Dina Nayeri wurde im Iran geboren und erhielt mit zehn Jahren Asyl in den Vereinigten Staaten. Ihr Debütroman Ein Teelöffel Land und Meer wurde in 14 Sprachen übersetzt. Mit ihrem erzählenden Sachbuch Der undankbare Flüchtling gewann sie den Geschwister-Scholl-Preis. Sie hat Abschlüsse von Princeton, Harvard und dem Iowa Writer´s Workshop und war Stipendiatin am Columbia Institute for Ideas and Imagination in Paris und an der American Library in Paris. Sie ist Preisträgerin des O. Henry Prize und des UNESCO City of Literature Paul Engle Prize. Ihre Texte wurden u. a. in der New York Times, dem Guardian, dem New Yorker und Granta veröffentlicht. Zurzeit ist sie Dozentin an der Universität von St. Andrews in Schottland.

1


Hin und wieder öffnete sich die schwere Tür, ein Mann wurde hineingestoßen – oder herausgezerrt, und man sah ihn nie wieder. Es waren immer ungefähr zehn Männer im Raum, alles Tamilen, wie K. Die Gefangenen im Militärgefängnis von Pambaimadu schliefen auf dem Betonboden, es gab weder Matratzen noch Bettzeug. Der Raum stank nach Schweiß, Urin und den Körperausdünstungen der vielen Männer, die hier zusammengepfercht waren. Wenn sie das Glück hatten, zur Toilette geführt zu werden, wuschen sie sich in einem Fass. Wenn man ihnen erlaubte, zu baden, benutzten sie alle dasselbe Wasser. Für die Letzten in der Reihe ergab es kaum mehr einen Sinn. Wenn die Soldaten K Essen brachten, stießen sie es mit den Füßen weg und lachten. »Sogar die Hunde werden besser behandelt als ihr«, sagten sie. Doch es spielte keine Rolle, denn Ks Hals war so angeschwollen, dass er nichts essen konnte. Oft pinkelten die Soldaten auf den Boden, bevor sie gingen. Und oft wurde K in einen anderen Raum gebracht, wo man ihn mit Gewehrkolben und Holzknüppeln schlug, bis er sein rechtes Knie nicht mehr beugen konnte.

Es war seltsam, dachte er, denn er und der andere junge Mann, der mit ihm unterwegs war, hatten sich am 10. Mai freiwillig von den Soldaten gefangen nehmen lassen. Sie hatten eine weiße Fahne dabeigehabt und sich als Zivilisten ausgewiesen. Doch K wurde einer anderen Gruppe von Männern zugeteilt, die man verdächtigte, zu den Tamil Tigers zu gehören. Seine Gruppe wurde in ein Militärlager gebracht, nicht in eines für Zivilisten.

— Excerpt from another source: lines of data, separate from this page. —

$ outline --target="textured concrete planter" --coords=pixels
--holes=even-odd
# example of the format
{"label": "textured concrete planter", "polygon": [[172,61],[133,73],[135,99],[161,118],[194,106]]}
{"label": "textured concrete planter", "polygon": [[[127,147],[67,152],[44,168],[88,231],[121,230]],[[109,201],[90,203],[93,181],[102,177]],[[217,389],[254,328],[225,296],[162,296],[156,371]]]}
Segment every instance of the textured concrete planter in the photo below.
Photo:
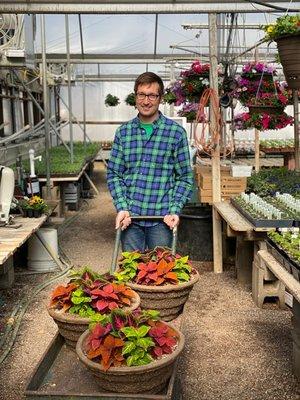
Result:
{"label": "textured concrete planter", "polygon": [[[135,293],[133,303],[130,307],[123,307],[124,311],[133,311],[140,305],[140,297]],[[65,338],[66,344],[75,349],[80,335],[88,329],[89,318],[82,318],[76,314],[61,312],[48,307],[48,313],[54,319],[59,333]]]}
{"label": "textured concrete planter", "polygon": [[264,106],[264,105],[248,105],[249,114],[282,114],[284,107],[272,107],[272,106]]}
{"label": "textured concrete planter", "polygon": [[[175,328],[172,326],[172,329]],[[97,377],[98,385],[104,391],[131,394],[159,393],[167,385],[174,364],[184,347],[183,334],[178,330],[176,332],[179,341],[172,354],[138,367],[111,367],[104,371],[99,363],[89,360],[84,352],[85,341],[90,333],[88,330],[78,339],[76,353],[80,361]]]}
{"label": "textured concrete planter", "polygon": [[276,39],[283,72],[291,89],[300,89],[300,34]]}
{"label": "textured concrete planter", "polygon": [[189,282],[179,285],[147,286],[126,282],[126,285],[137,292],[141,298],[141,307],[157,310],[164,321],[171,321],[182,313],[190,291],[198,281],[199,274],[193,268]]}

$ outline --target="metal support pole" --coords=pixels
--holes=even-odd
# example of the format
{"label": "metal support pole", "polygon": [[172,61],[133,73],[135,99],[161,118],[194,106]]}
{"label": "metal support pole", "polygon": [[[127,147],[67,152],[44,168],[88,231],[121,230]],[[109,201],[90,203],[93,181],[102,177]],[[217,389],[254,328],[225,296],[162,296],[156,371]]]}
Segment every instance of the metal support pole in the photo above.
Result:
{"label": "metal support pole", "polygon": [[[13,74],[15,74],[17,76],[17,74],[15,73],[14,70],[12,70]],[[17,76],[18,79],[20,79]],[[38,108],[38,110],[40,111],[40,113],[44,116],[44,110],[42,109],[42,107],[39,105],[38,101],[36,100],[36,98],[31,94],[30,90],[25,86],[24,82],[22,81],[22,79],[20,79],[21,84],[23,86],[23,88],[26,90],[26,93],[28,94],[28,96],[31,98],[31,100],[33,101],[33,103],[36,105],[36,107]],[[62,141],[62,144],[65,146],[65,148],[67,149],[67,151],[70,153],[70,149],[67,146],[67,144],[64,142],[64,140],[62,139],[60,133],[58,132],[58,130],[56,129],[55,125],[51,122],[51,120],[49,119],[49,124],[51,126],[51,128],[54,130],[54,132],[56,133],[56,135],[60,138],[60,140]]]}
{"label": "metal support pole", "polygon": [[58,268],[63,271],[65,268],[62,264],[62,262],[56,257],[53,249],[51,246],[49,246],[49,244],[45,241],[45,239],[43,238],[43,236],[40,234],[39,231],[36,231],[35,236],[38,238],[38,240],[42,243],[42,245],[44,246],[44,248],[47,250],[47,252],[50,254],[51,258],[53,259],[53,261],[55,261],[56,265],[58,266]]}
{"label": "metal support pole", "polygon": [[157,25],[158,25],[158,14],[155,14],[154,50],[153,50],[154,58],[156,57],[156,52],[157,52]]}
{"label": "metal support pole", "polygon": [[91,178],[88,176],[88,174],[84,171],[83,175],[86,177],[87,181],[89,182],[89,184],[92,186],[92,188],[94,189],[94,192],[96,194],[100,194],[99,190],[96,188],[96,186],[94,185],[94,182],[91,180]]}
{"label": "metal support pole", "polygon": [[83,117],[83,143],[86,148],[86,98],[85,98],[85,65],[82,71],[82,117]]}
{"label": "metal support pole", "polygon": [[47,63],[46,63],[46,33],[45,33],[45,15],[41,15],[41,44],[42,44],[42,79],[43,79],[43,102],[45,119],[45,157],[46,157],[46,187],[47,198],[51,198],[50,183],[50,131],[49,131],[49,95],[47,85]]}
{"label": "metal support pole", "polygon": [[[61,102],[64,104],[64,106],[67,108],[67,110],[70,112],[70,109],[67,105],[67,103],[64,101],[64,99],[58,95],[58,97],[60,98]],[[82,130],[83,134],[84,134],[84,129],[83,127],[80,125],[80,122],[78,121],[78,118],[71,112],[71,116],[73,118],[73,121],[76,122],[76,124],[79,126],[79,128]],[[84,122],[84,121],[83,121]],[[91,139],[89,138],[89,136],[85,133],[86,138],[91,142]]]}
{"label": "metal support pole", "polygon": [[294,138],[295,138],[295,170],[300,170],[300,123],[299,123],[299,99],[298,90],[293,89],[293,99],[294,99]]}
{"label": "metal support pole", "polygon": [[74,162],[73,148],[73,123],[72,123],[72,91],[71,91],[71,63],[70,63],[70,38],[69,38],[69,16],[65,15],[66,25],[66,49],[67,49],[67,75],[68,75],[68,103],[69,103],[69,132],[70,132],[70,161]]}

Zunächst war die Folter wie eine Routine, die jeden Tag ein paar Stunden lang stattfand, mit anderen Gefangenen. Sie wurden geschlagen, anschließend fotografiert und dazu gezwungen, Geständnisse zu unterschreiben, dass sie die LTTE (die Liberation Tigers of Tamil Eelam, oder kurz Tamil Tigers) unterstützt hatten. K unterschrieb sein Geständnis am fünften Tag seiner Inhaftierung, im Mai 2009. Danach, so dachte er, würden seine Verhöre leichter werden. Doch schon bald wurde er von den Mitgliedern anderer politischer Parteien wie der EPDP (Eelam People’s Democratic Party) oder PLOTE (People’s Liberation Organisation of Tamil Eelam) erkannt, die behaupteten, er habe den Tamil Tigers dabei geholfen, Gold zu verstecken.

Eines Tages im August wurde K in den Verhörraum gebracht, in dem zehn Männer warteten, die wissen wollten, wo die Tamil Tigers ihr Gold versteckten. Während er sich keuchend hinkniete und versuchte, sie davon zu überzeugen, dass er nichts wusste, bekam er einen Schlag auf die Schulter. Als er sich umdrehte, sah er, dass ein Soldat mit einer Eisenstange herangetreten war. Das Ende der Stange war rot glühend, was sogar durch den grauen Schleier seiner Furcht deutlich wahrnehmbar war. Bevor K einen Gedanken fassen konnte, wurde ihm die Eisenstange gegen den rechten Arm gestoßen, eine brennende Hitze schoss durch seinen Körper und er hörte sich selbst wie aus weiter Ferne schreien, bevor er in Ohnmacht fiel. Als er wieder zu sich kam, wurde er weiter zum Gold der Tamil Tigers befragt, er spürte neue Brandwunden an seinem Körper: Auch sein Rücken war inzwischen schwer verbrannt – er konnte sich nicht daran erinnern, wann dies geschehen war.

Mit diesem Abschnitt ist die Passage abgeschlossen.